We’ve received a lot of questions from parents who want to know if the H1N1 vaccine is safe for children with asthma and what complications could result if an asthmatic child is infected with H1N1. We consulted with Children’s Hospital Boston’s associate chief of general pediatrics, Joanne Cox, MD, and reviewed the latest reports from the Centers for Disease Control and Prevention to bring you the most recent information.
Is the H1N1 vaccine safe for my child with asthma?
Children with asthma or a reactive airways disease should receive the H1N1 vaccine shot, not the H1N1 nasal spray vaccine. The nasal-spray flu vaccine is approved for use only in healthy people 2-49 years of age who are not pregnant.
Is my asthmatic child at a higher risk of infection with H1N1?

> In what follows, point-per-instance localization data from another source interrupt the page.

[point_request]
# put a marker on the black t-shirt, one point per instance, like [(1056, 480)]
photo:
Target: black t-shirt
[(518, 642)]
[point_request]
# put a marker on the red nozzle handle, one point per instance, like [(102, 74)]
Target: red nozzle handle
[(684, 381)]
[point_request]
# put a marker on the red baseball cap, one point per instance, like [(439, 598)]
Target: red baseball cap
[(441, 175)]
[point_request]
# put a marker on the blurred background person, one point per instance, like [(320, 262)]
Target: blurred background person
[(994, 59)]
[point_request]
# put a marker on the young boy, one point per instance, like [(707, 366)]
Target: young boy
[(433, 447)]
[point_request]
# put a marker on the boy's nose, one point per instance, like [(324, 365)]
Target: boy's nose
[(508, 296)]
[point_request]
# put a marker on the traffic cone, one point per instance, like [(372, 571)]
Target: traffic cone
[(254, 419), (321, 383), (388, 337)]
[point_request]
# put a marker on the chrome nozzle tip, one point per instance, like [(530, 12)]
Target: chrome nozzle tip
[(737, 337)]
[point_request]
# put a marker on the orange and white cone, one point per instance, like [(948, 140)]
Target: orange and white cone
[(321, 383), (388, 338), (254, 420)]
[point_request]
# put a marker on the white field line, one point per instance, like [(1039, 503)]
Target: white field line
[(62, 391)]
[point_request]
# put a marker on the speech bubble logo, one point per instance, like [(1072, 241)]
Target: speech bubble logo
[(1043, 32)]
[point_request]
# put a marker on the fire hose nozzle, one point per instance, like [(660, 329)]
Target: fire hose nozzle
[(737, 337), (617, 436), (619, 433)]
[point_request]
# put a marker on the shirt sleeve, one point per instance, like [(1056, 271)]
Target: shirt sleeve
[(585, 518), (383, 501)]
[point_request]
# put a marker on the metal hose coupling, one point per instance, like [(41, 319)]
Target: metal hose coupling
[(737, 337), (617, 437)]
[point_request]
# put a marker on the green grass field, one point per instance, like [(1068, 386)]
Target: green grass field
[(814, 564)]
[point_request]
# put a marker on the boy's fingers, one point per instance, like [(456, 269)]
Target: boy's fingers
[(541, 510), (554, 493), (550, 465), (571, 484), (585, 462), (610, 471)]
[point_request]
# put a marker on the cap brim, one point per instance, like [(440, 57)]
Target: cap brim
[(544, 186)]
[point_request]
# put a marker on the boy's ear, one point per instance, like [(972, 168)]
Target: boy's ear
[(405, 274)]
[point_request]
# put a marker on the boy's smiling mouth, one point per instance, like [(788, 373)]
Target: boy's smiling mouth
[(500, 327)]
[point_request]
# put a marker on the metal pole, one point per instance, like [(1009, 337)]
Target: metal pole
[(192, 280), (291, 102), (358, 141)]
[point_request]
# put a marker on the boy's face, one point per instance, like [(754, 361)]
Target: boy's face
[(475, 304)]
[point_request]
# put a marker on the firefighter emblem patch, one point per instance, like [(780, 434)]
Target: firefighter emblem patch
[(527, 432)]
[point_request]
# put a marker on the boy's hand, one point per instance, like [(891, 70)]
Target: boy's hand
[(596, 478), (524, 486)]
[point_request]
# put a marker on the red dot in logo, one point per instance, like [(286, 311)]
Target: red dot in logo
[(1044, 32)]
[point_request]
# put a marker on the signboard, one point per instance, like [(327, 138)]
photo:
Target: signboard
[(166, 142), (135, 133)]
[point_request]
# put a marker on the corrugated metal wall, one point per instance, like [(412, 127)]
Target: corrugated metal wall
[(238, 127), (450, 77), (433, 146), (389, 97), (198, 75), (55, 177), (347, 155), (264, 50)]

If your child has asthma, she is at higher risk for developing complications from the swine flu or needing to be hospitalized. These complications are generally bacterial infections, such as ear infections, sinusitis or pneumonia.
What should I do if my asthmatic child is infected with H1N1?
Your child’s asthma symptoms may also increase while she is ill. It is important to monitor her symptoms and adjust her asthma medications if cough or wheezing develops. An asthma action plan can help you do this. If your child can’t catch her breath or develops severe cough or wheezing, she should be checked for complications. You can also talk to your child’s doctor about Tamiflu, an anti-viral medication that can decrease duration and severity of symptoms if started within 48 hours of onset of symptoms.
As a final note, if your child has a specific medical condition, her pediatrician is the best person to consult about whether or not your child should receive the H1N1 vaccine.